Saturday, December 23, 2006

Luck Won’t Get Us There, We Have To Make Our Own Good Morning Together

Posted by olvlzl.

I haven’t seen the movie about Murrow yet, not going to the movies for years at a time, I get behind. I just saw “Chicken Run” the other night. The last time I went to a movie theater was when “Hairspray” was in its first time round at the Knee Cramp Bijou. It’s on my list of things that I’ll see someday. Always been more of a music person, you see.

B
ut even without the historical perspective that the best of Hollywood might give, I’m going to go out on a limb. Bill Moyers, the greatest English language, broadcast journalist in history, certainly the greatest from the United States, still walks among us. I'm trying to think of a Goodnight and Good Luck incident in his life that will make for a movie script and am having a hard time coming up with one. Drama there has been but not, so far, that kind of thing. That he may never be honored with a cinematic memorial will, probably, lead to doubters of my assertion but I’m still making it. For what he has accomplished in hard reporting I’m confident in saying that the close competition for the title, either through corporate or historical circumstances, didn't quite go as far as his best work on NOW and several of his special reports broadcast on PBS. His broadcast in the 1980s pointing out the hypocrisy and dishonesty of the then high riding and ascendent fundamentalists and his lifting of numerous cover ups of corporate wrong doing are unmatched by any other individual.

A lot of his success is due to his knowledge of many things, his devotion to the basis of democracy and his fine writing. The kinds of things that are career killers in today’s corporate media. The rest is courage and moral integrity. The kind that doesn’t skimp due to professional mores.

Bill Moyers has "A Parable For Our Times" which is the best seasonal meditation I've seen so far this year.

Of course it’s hard to grasp what really motivated this movement. Many of the new conservative elites profess devotion to the needs of ordinary people, in contrast with some of their counterparts a hundred years ago who were often Social Darwinists, and couldn’t have been more convinced that a vast chasm between the rich and poor is the natural state of things.
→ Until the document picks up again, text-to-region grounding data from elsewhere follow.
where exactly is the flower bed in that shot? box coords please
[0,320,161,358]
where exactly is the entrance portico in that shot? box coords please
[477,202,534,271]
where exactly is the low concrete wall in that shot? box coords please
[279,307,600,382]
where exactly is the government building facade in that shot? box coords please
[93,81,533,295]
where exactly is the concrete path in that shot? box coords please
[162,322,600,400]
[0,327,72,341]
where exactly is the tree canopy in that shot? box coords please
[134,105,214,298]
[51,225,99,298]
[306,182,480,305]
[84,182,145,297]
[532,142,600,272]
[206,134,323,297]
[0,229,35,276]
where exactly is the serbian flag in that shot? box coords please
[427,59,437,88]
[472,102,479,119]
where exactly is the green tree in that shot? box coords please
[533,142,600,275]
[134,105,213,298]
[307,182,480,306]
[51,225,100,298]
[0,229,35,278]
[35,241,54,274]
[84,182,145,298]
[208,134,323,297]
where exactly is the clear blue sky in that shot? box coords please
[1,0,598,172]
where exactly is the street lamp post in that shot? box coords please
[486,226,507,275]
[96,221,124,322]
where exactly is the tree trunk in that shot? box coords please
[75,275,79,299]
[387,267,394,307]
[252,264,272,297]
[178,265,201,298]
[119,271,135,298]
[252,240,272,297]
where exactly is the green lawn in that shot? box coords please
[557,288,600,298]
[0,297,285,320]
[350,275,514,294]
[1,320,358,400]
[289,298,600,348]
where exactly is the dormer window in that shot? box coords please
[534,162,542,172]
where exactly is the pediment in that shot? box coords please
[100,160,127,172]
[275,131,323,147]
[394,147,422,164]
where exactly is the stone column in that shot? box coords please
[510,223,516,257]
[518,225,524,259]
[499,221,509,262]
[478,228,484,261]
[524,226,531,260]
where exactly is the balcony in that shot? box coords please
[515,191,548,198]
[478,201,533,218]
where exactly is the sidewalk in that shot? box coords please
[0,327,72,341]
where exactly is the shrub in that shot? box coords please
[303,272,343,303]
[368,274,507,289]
But after 30 years of conservative revival and a dramatic return of the discredited “voodoo economics” of the 1980s under George W. Bush, it’s reasonable to follow the old biblical proverb that says by their fruits you shall know them. By that realistic standard, I think the Nobel Laureate economist Robert Solow’s analysis sums it up well: What it’s all about, he simply said, is “the redistribution of wealth in favor of the wealthy and of power in favor of the powerful."